Thanks for all the tips so far.

Valdis Andersons <[hidden email]> writes:

> Hi Peter,
>
> Could you potentially use a message broker (RabbitMQ, ActiveMQ etc.) downstream from the aggregator that is causing you concern?
>
> Mongo -> Aggregator -> Message Broker Queue -> Consumer -> ... ->
> Mongo
>
> With the consumer counts it's quite easy to restrict throughput to the max your hardware can handle because consumers don't ask for a new message from a queue unless they've done processing the previous one.
>
> We had to do something similar to some of our RESTful endpoints when some nightly batches had the potential to fire in a huge amount of requests but the downstream processors couldn't handle it.
> It makes the route a bit more complex but we haven't had an out of memory error since (still working fast enough for us).
>
>
> Regards,
> Valdis
>
> -----Original Message-----
> From: Peter Nagy (Jr) [mailto:[hidden email]]
> Sent: 17 October 2018 15:09
> To: [hidden email]
> Subject: Re: throttling/backpressure on a route
>
> Hi Onder,
>
> Onder SEZGIN <[hidden email]> writes:
>
>> Hi,
>> I would suggest
>> 1- Take a look at throttle-eip. (Make sure you understand split,
>> aggregate and mongodb3 producer adocs around mongodb aggregation. Try
>> and see your case unless you can explain or create a unit test to
>> pinpoint your issue and also check mongodb3 components test case for
>> better examples.)
>
> I looked at the throttle EIP before, unfortunately this doesn't seem to solve the issue at hand. What if the producer is producing more than downstream can manage? Memory will be blasted. The throttler cannot know how is downstream doing. Downstream needs to tell upstream if it's OK to send more.
>
>> 2- All in memory. Depending on your route design, they are either in
>> memoryaggregationrepository or flowing through downstream enpoints / routes.
>
> Understood, thanks.
>
>> 3- For your example, take a look at split, aggreagte, mongodb3
>> aggregate functionality and possibly, throttle or delay eips.
>
> As explained above none of these seem to solve the issue. There needs
> to be communication between the producers.
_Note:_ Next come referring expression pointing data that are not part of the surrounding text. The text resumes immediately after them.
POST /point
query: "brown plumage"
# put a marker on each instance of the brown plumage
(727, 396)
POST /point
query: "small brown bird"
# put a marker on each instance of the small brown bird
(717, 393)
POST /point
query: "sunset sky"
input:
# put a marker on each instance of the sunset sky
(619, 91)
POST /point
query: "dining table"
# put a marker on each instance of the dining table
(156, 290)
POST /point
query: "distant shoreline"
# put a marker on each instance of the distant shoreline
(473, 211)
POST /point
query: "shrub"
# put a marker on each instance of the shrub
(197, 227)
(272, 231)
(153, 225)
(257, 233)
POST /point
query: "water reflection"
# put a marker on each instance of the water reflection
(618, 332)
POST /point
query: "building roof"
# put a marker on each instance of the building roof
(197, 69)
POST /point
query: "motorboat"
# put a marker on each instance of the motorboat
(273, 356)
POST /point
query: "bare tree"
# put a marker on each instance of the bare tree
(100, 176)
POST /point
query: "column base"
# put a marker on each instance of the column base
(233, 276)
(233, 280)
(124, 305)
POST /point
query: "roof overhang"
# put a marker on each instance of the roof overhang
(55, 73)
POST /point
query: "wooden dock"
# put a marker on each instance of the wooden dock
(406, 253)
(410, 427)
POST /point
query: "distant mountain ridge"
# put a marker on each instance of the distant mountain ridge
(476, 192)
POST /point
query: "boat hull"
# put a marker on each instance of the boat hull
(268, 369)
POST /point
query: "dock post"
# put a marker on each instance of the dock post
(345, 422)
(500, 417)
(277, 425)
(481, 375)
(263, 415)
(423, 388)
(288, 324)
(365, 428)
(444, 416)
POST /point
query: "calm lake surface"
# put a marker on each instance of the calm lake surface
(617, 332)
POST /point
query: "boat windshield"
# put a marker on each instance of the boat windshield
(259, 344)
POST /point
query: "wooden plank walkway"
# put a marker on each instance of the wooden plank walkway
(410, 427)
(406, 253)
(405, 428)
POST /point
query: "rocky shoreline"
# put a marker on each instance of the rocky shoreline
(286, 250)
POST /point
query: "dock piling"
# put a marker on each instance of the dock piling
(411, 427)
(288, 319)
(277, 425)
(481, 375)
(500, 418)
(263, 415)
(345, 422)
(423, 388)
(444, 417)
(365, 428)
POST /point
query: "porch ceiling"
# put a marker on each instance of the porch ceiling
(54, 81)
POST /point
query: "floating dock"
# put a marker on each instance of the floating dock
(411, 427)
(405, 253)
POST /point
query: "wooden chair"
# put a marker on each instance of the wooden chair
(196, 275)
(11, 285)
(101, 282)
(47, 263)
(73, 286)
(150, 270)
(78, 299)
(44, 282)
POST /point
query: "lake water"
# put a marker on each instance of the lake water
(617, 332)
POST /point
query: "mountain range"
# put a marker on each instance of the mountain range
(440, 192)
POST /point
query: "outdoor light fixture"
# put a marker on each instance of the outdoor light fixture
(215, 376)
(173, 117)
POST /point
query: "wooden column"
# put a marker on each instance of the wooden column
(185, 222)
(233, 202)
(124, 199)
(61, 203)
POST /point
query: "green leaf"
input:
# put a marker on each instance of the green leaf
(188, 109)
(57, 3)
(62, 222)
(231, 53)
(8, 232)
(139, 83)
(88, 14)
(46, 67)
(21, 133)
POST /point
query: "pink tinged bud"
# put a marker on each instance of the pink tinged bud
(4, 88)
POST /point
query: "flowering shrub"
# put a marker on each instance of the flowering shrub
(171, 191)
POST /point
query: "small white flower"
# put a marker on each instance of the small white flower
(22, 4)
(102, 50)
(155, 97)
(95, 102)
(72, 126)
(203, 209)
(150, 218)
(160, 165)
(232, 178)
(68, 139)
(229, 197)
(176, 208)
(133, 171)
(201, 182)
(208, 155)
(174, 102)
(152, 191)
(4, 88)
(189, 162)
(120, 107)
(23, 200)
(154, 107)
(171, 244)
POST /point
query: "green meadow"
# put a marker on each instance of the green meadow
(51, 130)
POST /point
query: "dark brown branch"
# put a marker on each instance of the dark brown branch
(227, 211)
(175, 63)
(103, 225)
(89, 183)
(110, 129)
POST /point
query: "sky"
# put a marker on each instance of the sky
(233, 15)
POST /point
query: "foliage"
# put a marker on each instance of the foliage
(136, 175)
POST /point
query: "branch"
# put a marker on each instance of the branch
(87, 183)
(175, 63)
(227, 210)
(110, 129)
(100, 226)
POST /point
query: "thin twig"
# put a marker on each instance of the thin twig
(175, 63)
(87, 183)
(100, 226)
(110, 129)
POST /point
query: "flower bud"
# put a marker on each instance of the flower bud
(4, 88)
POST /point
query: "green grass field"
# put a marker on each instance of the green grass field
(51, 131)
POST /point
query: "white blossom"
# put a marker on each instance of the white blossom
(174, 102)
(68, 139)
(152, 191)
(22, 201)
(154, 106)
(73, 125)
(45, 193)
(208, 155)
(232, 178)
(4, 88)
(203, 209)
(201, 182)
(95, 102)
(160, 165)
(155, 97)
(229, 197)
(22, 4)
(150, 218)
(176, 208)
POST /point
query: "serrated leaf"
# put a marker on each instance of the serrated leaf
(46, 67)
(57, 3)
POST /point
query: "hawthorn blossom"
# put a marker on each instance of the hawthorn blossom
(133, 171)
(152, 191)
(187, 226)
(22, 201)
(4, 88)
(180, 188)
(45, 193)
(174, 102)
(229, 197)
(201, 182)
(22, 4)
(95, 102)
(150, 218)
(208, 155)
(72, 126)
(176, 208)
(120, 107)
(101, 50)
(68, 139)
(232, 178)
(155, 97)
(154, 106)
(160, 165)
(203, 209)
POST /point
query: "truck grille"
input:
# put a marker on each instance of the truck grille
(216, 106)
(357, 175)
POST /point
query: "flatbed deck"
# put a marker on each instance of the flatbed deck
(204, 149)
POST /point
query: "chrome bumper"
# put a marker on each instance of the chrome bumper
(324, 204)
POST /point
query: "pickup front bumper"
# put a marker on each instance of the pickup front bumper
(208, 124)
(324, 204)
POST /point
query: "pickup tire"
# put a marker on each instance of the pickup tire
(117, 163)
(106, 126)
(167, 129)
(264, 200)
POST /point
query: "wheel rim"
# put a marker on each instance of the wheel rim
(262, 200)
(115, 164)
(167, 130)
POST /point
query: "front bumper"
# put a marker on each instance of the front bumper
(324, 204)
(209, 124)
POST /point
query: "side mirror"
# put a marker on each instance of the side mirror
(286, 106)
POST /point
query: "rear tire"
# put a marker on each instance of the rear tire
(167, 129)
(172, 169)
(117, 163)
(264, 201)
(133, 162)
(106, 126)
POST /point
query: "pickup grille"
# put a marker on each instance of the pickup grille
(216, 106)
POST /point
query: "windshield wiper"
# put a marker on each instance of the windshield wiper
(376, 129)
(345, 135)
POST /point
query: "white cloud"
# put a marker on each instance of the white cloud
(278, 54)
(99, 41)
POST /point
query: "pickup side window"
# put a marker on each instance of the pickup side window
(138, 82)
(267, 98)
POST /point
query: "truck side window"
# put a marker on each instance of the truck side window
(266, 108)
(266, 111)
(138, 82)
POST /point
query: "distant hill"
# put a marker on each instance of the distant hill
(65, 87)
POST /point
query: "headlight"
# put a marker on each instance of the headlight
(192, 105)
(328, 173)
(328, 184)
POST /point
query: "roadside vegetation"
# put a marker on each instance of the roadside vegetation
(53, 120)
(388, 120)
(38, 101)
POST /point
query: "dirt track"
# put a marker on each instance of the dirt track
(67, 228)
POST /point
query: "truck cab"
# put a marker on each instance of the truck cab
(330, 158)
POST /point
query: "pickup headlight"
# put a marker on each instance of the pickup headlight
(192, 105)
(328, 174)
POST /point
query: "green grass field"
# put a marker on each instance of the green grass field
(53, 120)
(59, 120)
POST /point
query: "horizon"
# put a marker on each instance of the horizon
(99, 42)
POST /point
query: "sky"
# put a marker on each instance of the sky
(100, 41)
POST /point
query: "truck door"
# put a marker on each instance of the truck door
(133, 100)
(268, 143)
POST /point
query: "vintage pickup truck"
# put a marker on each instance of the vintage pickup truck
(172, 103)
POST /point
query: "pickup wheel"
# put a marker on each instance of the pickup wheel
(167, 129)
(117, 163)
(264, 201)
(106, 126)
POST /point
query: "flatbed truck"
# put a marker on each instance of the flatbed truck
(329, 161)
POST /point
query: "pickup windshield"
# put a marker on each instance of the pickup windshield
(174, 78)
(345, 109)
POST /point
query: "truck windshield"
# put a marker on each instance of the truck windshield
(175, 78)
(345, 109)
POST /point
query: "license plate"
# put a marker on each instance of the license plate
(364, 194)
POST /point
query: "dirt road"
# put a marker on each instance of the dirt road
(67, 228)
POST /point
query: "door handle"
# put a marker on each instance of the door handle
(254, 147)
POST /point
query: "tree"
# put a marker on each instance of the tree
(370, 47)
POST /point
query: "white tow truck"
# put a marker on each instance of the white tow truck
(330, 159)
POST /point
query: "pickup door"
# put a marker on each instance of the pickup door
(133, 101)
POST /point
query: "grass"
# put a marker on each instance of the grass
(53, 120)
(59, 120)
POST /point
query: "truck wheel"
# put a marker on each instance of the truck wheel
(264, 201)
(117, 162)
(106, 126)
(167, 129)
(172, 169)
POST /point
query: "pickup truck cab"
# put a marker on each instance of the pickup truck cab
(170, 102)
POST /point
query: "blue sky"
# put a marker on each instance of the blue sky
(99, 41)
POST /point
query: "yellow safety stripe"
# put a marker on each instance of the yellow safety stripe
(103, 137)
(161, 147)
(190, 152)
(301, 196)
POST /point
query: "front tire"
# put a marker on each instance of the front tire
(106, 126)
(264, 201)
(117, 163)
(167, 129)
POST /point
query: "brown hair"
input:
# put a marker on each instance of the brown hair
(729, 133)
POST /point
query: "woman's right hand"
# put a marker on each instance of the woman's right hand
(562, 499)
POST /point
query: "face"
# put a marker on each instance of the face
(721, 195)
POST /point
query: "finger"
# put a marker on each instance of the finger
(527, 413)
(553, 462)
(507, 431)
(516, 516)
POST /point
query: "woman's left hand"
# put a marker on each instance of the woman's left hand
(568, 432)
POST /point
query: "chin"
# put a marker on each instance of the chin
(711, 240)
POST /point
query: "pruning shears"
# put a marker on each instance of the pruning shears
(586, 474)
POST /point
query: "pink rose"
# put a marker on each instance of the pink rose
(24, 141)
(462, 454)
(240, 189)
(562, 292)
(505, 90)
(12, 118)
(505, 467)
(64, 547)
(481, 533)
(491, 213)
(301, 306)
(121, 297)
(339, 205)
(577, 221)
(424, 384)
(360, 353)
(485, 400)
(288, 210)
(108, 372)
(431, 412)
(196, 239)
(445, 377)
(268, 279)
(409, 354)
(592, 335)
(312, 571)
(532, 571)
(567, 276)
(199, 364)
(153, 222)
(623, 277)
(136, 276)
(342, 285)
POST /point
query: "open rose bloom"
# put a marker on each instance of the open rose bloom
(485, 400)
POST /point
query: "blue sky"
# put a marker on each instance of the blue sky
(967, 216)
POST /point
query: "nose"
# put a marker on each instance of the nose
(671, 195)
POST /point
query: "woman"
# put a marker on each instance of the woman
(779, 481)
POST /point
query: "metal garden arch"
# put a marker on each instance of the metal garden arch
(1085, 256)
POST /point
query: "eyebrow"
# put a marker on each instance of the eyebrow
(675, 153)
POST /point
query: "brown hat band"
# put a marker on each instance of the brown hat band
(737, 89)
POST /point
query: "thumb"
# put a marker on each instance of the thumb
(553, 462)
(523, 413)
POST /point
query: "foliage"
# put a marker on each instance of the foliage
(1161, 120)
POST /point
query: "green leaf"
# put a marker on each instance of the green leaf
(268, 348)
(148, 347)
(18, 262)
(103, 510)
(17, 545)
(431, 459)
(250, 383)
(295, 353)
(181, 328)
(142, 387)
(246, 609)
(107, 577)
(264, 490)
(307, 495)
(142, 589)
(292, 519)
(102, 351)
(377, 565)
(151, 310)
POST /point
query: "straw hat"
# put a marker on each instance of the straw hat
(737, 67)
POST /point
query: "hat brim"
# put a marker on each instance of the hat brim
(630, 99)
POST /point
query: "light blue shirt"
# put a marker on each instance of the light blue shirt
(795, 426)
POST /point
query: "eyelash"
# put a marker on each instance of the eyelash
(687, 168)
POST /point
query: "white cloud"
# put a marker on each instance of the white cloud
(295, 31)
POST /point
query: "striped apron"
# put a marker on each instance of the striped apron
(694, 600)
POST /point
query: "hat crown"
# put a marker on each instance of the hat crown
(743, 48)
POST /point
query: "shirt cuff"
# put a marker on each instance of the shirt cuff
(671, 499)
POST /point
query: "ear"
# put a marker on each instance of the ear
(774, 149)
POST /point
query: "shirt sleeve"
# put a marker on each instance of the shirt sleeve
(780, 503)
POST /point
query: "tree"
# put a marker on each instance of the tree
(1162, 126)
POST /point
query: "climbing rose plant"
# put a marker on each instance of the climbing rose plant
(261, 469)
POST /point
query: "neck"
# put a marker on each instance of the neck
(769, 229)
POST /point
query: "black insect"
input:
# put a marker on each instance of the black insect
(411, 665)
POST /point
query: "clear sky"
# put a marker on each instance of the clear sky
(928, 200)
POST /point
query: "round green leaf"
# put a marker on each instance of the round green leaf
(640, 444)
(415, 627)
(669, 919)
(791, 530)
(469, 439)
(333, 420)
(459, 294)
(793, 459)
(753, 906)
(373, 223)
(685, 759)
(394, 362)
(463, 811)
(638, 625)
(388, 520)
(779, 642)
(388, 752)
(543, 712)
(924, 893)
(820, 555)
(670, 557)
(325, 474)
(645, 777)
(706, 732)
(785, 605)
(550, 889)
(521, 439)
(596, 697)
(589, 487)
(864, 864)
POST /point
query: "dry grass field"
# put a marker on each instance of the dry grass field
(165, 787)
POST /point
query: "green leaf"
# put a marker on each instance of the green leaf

Having
>
> A -> B -> C -> D -> E -> F
>
> E needs to tell B "Wait" and when it catches up tell B "OK please send more". Otherwise things will flow downstream, filling up memory.
>
> Surely constraining memory usage is a solved problem? I'm just too new to understand what pattern(s) solve it.
>
>>
>>
>> On Tue, Oct 16, 2018 at 10:18 AM Peter Nagy (Jr) <[hidden email]> wrote:
>>
>>> Newbie question incoming.
>>>
>>> I have a route that looks like
>>>
>>> ...
>>> .setHeader("CamelMongoDbBatchSize", 128)
>>> .to("mongodb3:mymongo?...&operation=aggregate&outputType=MongoIterab
>>> l
>>> e")
>>> .split(constant(true))
>>> .streaming()
>>> ...
>>> .aggregate(constant(true), new GroupedBodyAggregationStrategy())
>>> .completionSize(128)
>>> .to("mongodb3:myothermongo?...&operation=bulkWrite")
>>>
>>> Pardon if there's some typos, I wrote this by hand since I'm using
>>> Camel from clojure and the clojure code looks a bit different.
>>>
>>> This works as expected, the aggregation is retrieved in batches and
>>> sent downstream one-by-one, being processed with various Processors
>>> and finally written in batches.
>>>
>>> I had a bug before where I had
>>>
>>> .aggregate().body().completionSize(128).completionTimeout(30000)
>>>
>>> which resulted in the aggregation waiting for the timeout. However
>>> in the meantime the mongo aggregation query finished processing everything.
>>>
>>> This raised some questions for me.
>>>
>>> 1. My process needs to be memory-friendly. Even after fixing the bug
>>> I need to be sure the aggregation query won't fill the RAM when
>>> downstream can't keep up. How can I apply some backpressure? How can
>>> I tell the route "don't process more until someone downstream says you can"? E.g.
>>> saying if there's more than N exchanges pending, wait.
>>>
>>> 2. Who was buffering the exchanges? I had ~2k entries flowing
>>> through, where did they end up queued?
>>>
>>> 3. Did I miss a doc page where these questions are explained? I
>>> spent a considerable amount of time searching for an answer thinking
>>> "This must be a common requirement, surely there's an example somewhere".
>>>
>>> --
>>> To reach a goal one has to enjoy the journey.
>>>


--
To reach a goal one has to enjoy the journey.